In our experience, bringing their technology up-to-date will overcome some of the common IT issues many law firms currently face. Here are the top 5 that our clients come to us with:
1 Compliance
Compliance is an ever-changing landscape, but law firms have to make sure they’re up-to-date. Despite the publicity over the forth-coming GDPR laws, if a law firm is fully compliant with the Data Protection Act, they will have minimal work to be GDPR compliant. One of the main changes will be that all firms will be obliged to report any data breaches and, if they are non-compliant, they face massive fines.
2 An increasingly mobile workforce
Now that the younger members of staff coming into the workforce are asking for more flexible working, law firms are discovering their systems are not geared to accommodate the changing landscape. They are therefore experiencing problems caused by an IT infrastructure not capable of providing secure remote access or meeting the performance needs of a mobile workforce.
3 Finding information
Alongside law firms’ increasing reliance on electronic record keeping, more and more data is being generated. If companies do not enforce strict rules about where things are stored, documentation becomes increasingly difficult to find. There is also the problem that whilst employees email information to each other, if someone has been omitted from the strand, they will not have access to the information they need. What law firms need to be looking at are document management systems, such as NetDocuments, which efficiently handles document storage to make it easy for everyone concerned to file and find the information they need.
4 Ageing hardware
As money becomes tighter, many law firms choose to battle on with older hardware – even when it becomes inefficient and unreliable – under the misguided notion that by not replacing it, they are saving money.

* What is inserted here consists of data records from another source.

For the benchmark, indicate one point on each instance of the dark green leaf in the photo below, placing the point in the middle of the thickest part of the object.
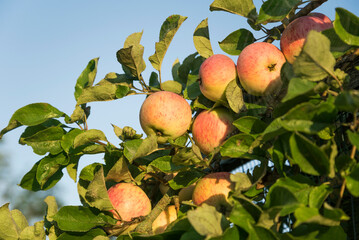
(275, 10)
(87, 77)
(167, 32)
(131, 55)
(234, 43)
(201, 39)
(352, 181)
(315, 61)
(139, 147)
(348, 101)
(346, 25)
(243, 8)
(80, 219)
(206, 220)
(31, 115)
(310, 158)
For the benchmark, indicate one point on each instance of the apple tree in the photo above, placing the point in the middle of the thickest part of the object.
(297, 115)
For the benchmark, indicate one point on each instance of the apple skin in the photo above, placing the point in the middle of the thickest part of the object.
(215, 73)
(165, 114)
(258, 66)
(211, 128)
(294, 35)
(129, 200)
(213, 190)
(166, 217)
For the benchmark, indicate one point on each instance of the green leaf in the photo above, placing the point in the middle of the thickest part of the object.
(310, 158)
(243, 8)
(44, 141)
(8, 228)
(352, 181)
(201, 39)
(139, 147)
(234, 96)
(94, 234)
(250, 125)
(165, 164)
(87, 77)
(31, 115)
(298, 87)
(348, 101)
(167, 32)
(275, 10)
(309, 118)
(234, 43)
(206, 220)
(49, 166)
(35, 232)
(346, 25)
(131, 55)
(89, 136)
(80, 219)
(172, 86)
(184, 179)
(315, 61)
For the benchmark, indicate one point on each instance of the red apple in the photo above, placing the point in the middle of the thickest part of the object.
(215, 73)
(294, 35)
(258, 68)
(165, 114)
(166, 217)
(213, 189)
(129, 201)
(211, 128)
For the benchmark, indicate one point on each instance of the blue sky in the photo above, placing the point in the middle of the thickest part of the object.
(45, 45)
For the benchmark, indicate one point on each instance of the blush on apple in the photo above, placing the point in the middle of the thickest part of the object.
(258, 67)
(213, 189)
(215, 73)
(129, 201)
(294, 35)
(165, 114)
(211, 128)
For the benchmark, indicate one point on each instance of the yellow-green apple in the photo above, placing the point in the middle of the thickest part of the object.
(129, 201)
(215, 73)
(165, 114)
(211, 128)
(294, 35)
(258, 68)
(213, 189)
(166, 217)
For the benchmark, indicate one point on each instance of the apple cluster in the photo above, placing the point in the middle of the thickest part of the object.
(168, 116)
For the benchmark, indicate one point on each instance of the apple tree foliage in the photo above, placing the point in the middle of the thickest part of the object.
(305, 137)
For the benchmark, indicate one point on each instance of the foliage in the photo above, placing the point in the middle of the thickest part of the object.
(306, 138)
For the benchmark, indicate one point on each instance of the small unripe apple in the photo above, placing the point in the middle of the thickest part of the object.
(215, 73)
(165, 114)
(129, 201)
(213, 189)
(211, 128)
(258, 67)
(295, 34)
(166, 217)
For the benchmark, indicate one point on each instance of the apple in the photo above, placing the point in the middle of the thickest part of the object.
(166, 217)
(294, 35)
(213, 189)
(165, 114)
(258, 66)
(211, 128)
(215, 73)
(129, 201)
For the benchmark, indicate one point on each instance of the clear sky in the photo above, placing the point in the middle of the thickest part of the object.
(45, 45)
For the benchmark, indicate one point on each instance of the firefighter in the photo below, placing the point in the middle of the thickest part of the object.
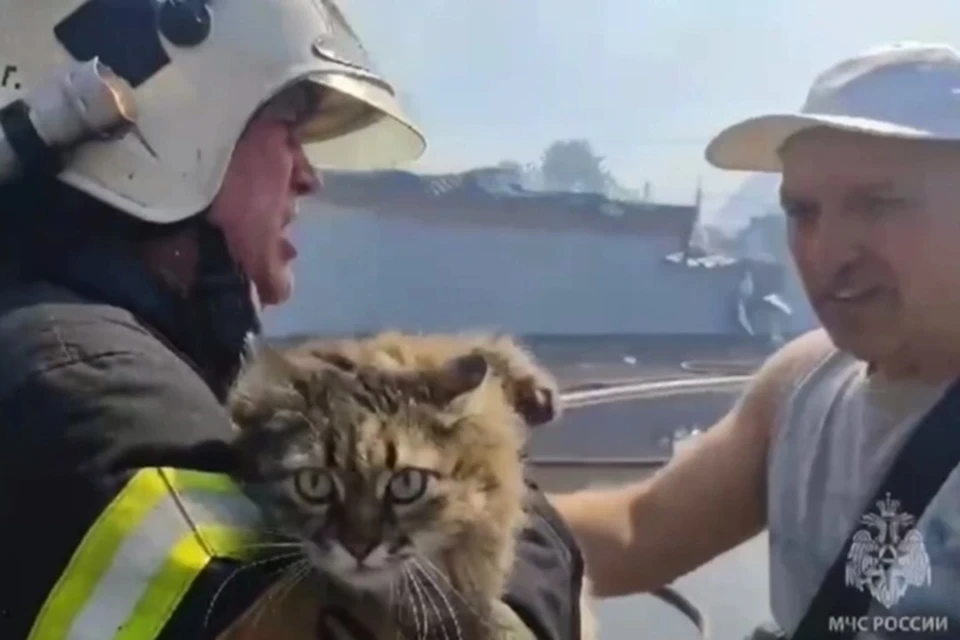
(151, 155)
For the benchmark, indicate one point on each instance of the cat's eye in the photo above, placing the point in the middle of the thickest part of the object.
(314, 485)
(407, 486)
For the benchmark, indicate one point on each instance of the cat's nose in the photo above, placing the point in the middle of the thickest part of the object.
(359, 548)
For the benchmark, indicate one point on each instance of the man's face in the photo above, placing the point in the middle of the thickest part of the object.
(257, 201)
(875, 233)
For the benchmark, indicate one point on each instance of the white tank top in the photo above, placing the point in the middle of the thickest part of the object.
(836, 435)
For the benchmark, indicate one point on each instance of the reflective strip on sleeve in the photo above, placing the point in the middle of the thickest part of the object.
(137, 561)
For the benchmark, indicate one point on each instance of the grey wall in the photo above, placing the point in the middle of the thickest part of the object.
(360, 272)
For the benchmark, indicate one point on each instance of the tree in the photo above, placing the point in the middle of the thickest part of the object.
(571, 165)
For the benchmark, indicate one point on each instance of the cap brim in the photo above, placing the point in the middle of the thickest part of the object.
(754, 144)
(359, 126)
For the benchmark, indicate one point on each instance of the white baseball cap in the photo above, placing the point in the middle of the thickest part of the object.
(905, 90)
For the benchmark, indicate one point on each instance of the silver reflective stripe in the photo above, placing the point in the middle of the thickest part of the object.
(146, 550)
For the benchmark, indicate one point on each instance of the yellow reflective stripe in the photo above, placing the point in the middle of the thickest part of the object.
(187, 559)
(92, 558)
(138, 539)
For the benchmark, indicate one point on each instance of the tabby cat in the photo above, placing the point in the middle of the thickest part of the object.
(393, 466)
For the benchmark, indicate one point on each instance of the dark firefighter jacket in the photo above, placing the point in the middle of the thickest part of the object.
(116, 517)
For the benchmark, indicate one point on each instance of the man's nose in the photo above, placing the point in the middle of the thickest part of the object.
(305, 178)
(834, 242)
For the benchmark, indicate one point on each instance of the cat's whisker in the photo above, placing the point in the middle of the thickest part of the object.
(420, 620)
(432, 571)
(293, 575)
(235, 572)
(443, 596)
(429, 598)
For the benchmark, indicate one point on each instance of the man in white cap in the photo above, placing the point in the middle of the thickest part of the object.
(152, 152)
(871, 189)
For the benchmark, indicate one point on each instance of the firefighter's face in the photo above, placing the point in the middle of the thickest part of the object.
(258, 199)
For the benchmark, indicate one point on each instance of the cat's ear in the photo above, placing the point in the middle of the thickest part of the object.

The direct costs of hardware are typically calculated over a five year lifespan; companies that do not replace equipment after that may think they are saving money, but the costs are still there, albeit less visible. Law firms that keep inefficient hardware will continue to pay for it in the form of inefficiencies which impact on user time – when the technology slows down, it erodes the billable hours lawyers can charge for.
5 Printing
Paper documents are the mainstay of law firms and they are wasting an inordinate amount of paper and ink printing them out. The main problem with this is the enormous expense involved in printing them out. Added to which is the fact that many law firms are based in older buildings resulting in staff sharing more smaller offices, most of which is fitted with its inkjet or laser printers. The toner or ink cartridges for these printers are hugely expensive, making it even more costly to print things out than would be the case with a large, centrally placed printer.
With the right technology, the need to print things out can be mitigated, which will immediately save significant amounts of money on ink and paper.